To solve the problem, the team moved away from silicon-based materials and applied BON, a completely new material, to the tunnelling layer. The material has a distinctive physical property in which the threshold height varies depending on the type of charge.

Using this, the team designed an "asymmetric energy barrier" structure that allows holes, the charge needed to erase data, to pass easily, while preventing electrons, which represent stored data, from leaking out.

An asymmetric energy barrier refers to a structure in which the height of the energy barrier that charges must overcome differs depending on the type of charge.

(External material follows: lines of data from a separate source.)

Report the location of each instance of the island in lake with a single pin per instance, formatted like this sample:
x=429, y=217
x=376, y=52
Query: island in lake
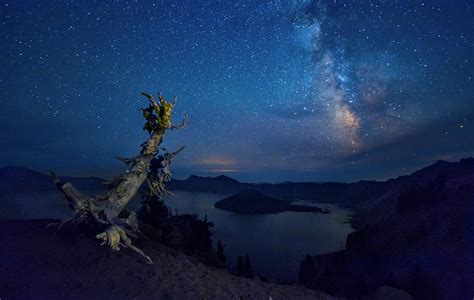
x=254, y=202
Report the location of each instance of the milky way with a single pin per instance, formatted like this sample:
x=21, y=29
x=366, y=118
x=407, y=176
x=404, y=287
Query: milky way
x=275, y=90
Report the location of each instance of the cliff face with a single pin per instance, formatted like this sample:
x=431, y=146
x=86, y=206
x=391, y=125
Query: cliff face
x=423, y=243
x=37, y=263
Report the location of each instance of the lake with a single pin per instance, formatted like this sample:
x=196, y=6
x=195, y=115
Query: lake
x=276, y=243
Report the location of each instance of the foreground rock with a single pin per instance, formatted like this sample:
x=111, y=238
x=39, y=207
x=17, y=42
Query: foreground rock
x=37, y=263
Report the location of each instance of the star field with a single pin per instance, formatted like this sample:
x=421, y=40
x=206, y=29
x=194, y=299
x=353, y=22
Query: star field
x=275, y=90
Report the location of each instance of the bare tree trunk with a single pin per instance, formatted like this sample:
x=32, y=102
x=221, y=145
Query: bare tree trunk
x=106, y=210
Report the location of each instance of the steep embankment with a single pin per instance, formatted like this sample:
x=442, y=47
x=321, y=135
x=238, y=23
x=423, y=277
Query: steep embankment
x=423, y=243
x=36, y=263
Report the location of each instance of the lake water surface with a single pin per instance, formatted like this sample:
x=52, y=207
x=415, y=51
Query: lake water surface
x=276, y=243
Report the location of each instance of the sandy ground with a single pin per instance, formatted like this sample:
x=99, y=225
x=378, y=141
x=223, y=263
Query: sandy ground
x=40, y=263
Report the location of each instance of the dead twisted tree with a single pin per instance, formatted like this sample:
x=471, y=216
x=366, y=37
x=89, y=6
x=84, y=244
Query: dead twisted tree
x=120, y=224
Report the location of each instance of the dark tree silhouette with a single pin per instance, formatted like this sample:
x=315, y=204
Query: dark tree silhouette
x=220, y=252
x=107, y=212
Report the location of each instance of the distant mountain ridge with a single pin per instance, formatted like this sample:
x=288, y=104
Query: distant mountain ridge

This allows charges to move easily when erasing data while effectively preventing leakage of electrons, which are stored data, to the outside. It works like implementing a "smart door" inside a semiconductor that opens easily when entering but closes tightly when exiting.

Experiments showed devices using a BON tunnelling layer improved data erase speed by up to 23 times versus existing technology. They showed high durability with almost no performance degradation even after tens of thousands of repeated uses. In particular, in penta-level cell operation, which must distinguish 32 fine voltage states, the team succeeded in controlling data distribution between devices with more than 3 times greater precision.

Cho said, "This study is an original technology that can be applied immediately to manufacturing next-generation ultra-high-capacity memory," adding, "It will greatly contribute to maintaining South Korea's technology gap as a semiconductor powerhouse."

The research was led by Dae-hyun Kang (강대현), a combined master's and doctoral student in the electrical and electronic engineering department, as first author, and was presented in December last year at the International Electron Devices Meeting (IEDM), the most authoritative academic conference in the semiconductor field. The study was carried out with support from the Ministry of Science and ICT's National Semiconductor Laboratory Support Core Technology Development Program.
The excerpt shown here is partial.